Nell'ambito di tale filosofia di cooperazione si collocano anche i successivi piani Kissinger-Simon, che riprendevano una proposta OCSE, e Healy-Witteveen. Mentre il piano Healy-Witteveen, sulla linea del Fondo monetario internazionale, proponeva una riedizione dello "sportello petrolifero" finanziato con conferimenti da parte dei paesi produttori di petrolio e aperto sia ai paesi industrializzati sia ai paesi in via di sviluppo; il piano Kissinger-Simon delineava invece la creazione di un fondo, definito "rete di salvataggio", di 25 miliardi di dollari a uso esclusivo e con contributi dei paesi industrializzati.
Entrambe le tesi hanno avuto parziale accoglimento nelle decisioni prese a Washington a metà gennaio 1975 nell'ambito del Gruppo dei Dieci e del Gruppo ad interim del Fondo monetario internazionale. Il piano Kissinger-Simon è però rimasto sostanzialmente allo stadio di progetto.
7) Nel caso dei paesi europei è poi stata discussa anche l'attivazione di prestiti emessi dalla Comunità europea e sottoscritti dai paesi esportatori di petrolio, che ove vi sia necessità, saranno messi a disposizione dei paesi membri maggiormente colpiti dalla crisi.
8) Infine sono allo studio nuove forme di assistenza alle economie in via di sviluppo.

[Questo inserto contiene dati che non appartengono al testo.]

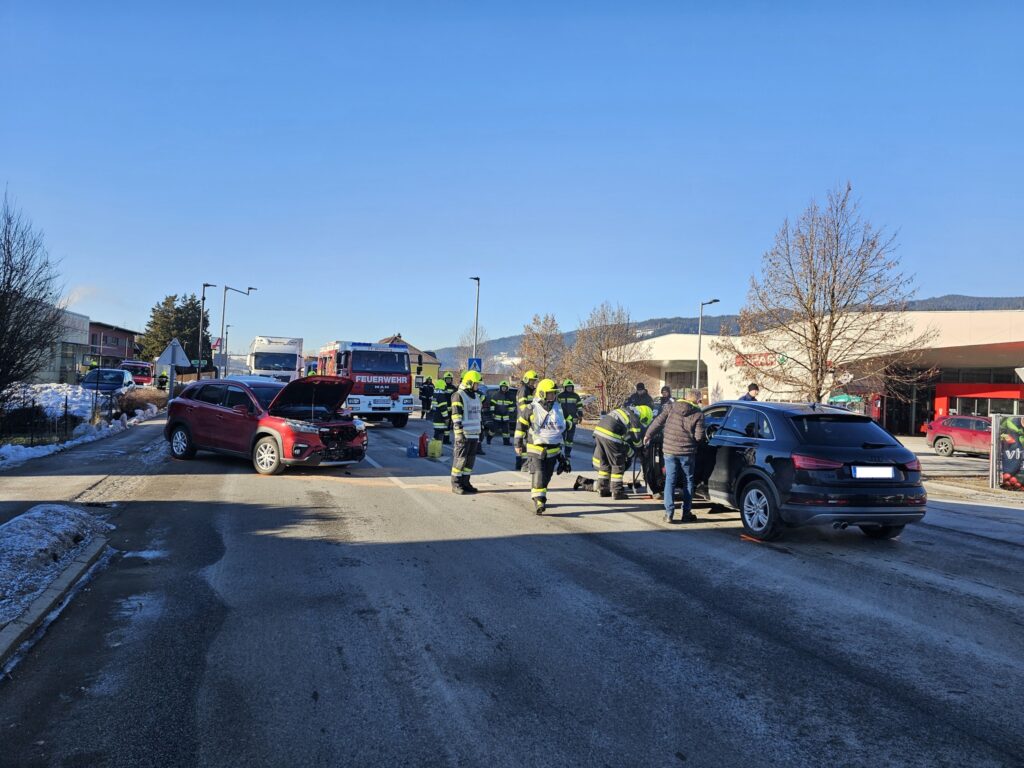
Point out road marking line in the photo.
[362,456,409,490]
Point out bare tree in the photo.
[0,193,65,404]
[714,183,933,401]
[517,314,566,380]
[568,301,650,411]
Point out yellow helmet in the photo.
[636,406,654,427]
[537,379,556,397]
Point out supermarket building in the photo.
[618,309,1024,434]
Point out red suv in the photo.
[926,416,992,456]
[164,376,368,475]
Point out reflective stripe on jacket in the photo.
[452,389,482,440]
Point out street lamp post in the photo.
[470,278,480,357]
[220,323,231,376]
[694,299,718,389]
[196,283,217,379]
[220,286,256,376]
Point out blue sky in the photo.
[0,0,1024,350]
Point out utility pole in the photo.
[220,286,256,377]
[470,278,480,357]
[196,283,216,379]
[694,299,718,389]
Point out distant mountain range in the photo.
[434,294,1024,368]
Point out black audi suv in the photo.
[663,401,928,540]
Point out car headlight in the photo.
[285,421,319,434]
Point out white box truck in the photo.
[247,336,303,381]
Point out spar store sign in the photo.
[736,352,790,368]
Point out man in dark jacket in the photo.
[644,389,703,522]
[739,384,761,400]
[623,381,654,409]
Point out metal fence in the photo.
[0,396,90,446]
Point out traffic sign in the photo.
[157,339,191,367]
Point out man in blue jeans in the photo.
[644,389,703,522]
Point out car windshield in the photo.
[84,371,125,385]
[352,350,409,374]
[249,385,284,411]
[253,352,299,371]
[793,414,900,447]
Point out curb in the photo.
[0,536,108,668]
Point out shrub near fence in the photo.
[0,398,82,445]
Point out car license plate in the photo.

Sotto questo profilo i paesi esportatori di petrolio hanno manifestato l'intenzione di creare nuovi organismi per facilitare il compito di convogliare gli aiuti verso le economie più bisognose, e inoltre gl'Istituti già esistenti, come la Banca mondiale e le diverse Banche di sviluppo, potranno ricercare fondi per i loro programmi di sviluppo, mutuando dai paesi esportatori di petrolio.
Secondo il consuntivo del giugno 1979, pur non essendo attivati tutti i canali previsti, il riciclaggio dei p. ha smorzato gli effetti della crisi petrolifera. Ciò vale soprattutto per i paesi industrializzati, la cui posizione è prodigiosamente migliorata nel 1975-78 sotto il profilo della bilancia dei pagamenti sia per le misure adottate, sia per le migliorate ragioni di scambio, sia per la crescita delle importazioni di prodotti manifatturati da parte dei paesi OPEC in misura imprevista. Quando il riciclaggio dei p. sembrava aver quasi esaurito lo scopo, almeno per i paesi industrializzati, grazie ai ritrovati equilibri dei conti con l'estero, la nuova crisi del 1979 ne ha riproposto l'attualità. L'aumento dei prezzi del petrolio nel 1979, alimentato dagli avvenimenti iraniani, sebbene meno dirompente che nel 1973-74, sembra destinato a ripetersi rendendo di nuovo rilevanti i meccanismi di riciclaggio dei surplus dei paesi OPEC. La fragilità del sistema monetario internazionale rende più complessi i dati della situazione. La nuova crisi ha inoltre aggravato la già precaria posizione dei paesi in via di sviluppo. Per essi l'attenuazione degli squilibri e le possibilità di crescita dipenderanno nel lungo periodo da come l'operazione di riciclaggio dei p. potrà interessare tali economie. L'accumulo di attività finanziarie sull'estero conseguente all'impiego di p. ha mutato profondamente i rapporti tra economie industrializzate e paesi OPEC, conferendo a questi ultimi anche un maggior peso politico.
Bibl.: Morgan Guaranty Trust Co., World Financial Markets, Rassegne mensili dal nov. 1973; M. Arcelli, Il riciclaggio dei petrodollari: problemi e linee di soluzione, in Le Compere di San Giorgio, n. 4, 1974; id., Riciclaggio dei petrodollari e aggiustamenti delle bilance dei pagamenti, in Rivista di politica economica, n. 1, 1975; G. Carli, Egypt and the Middle East in world finance, relazione presentata a un congresso svoltosi al Cairo il 24 marzo 1975; G. Zandano, Rapporti commerciali e finanziari tra paesi avanzati e Terzo Mondo dopo la crisi del petrolio, comunicazione presentata alla 15ª riunione scientifica della Società italiana degli economisti.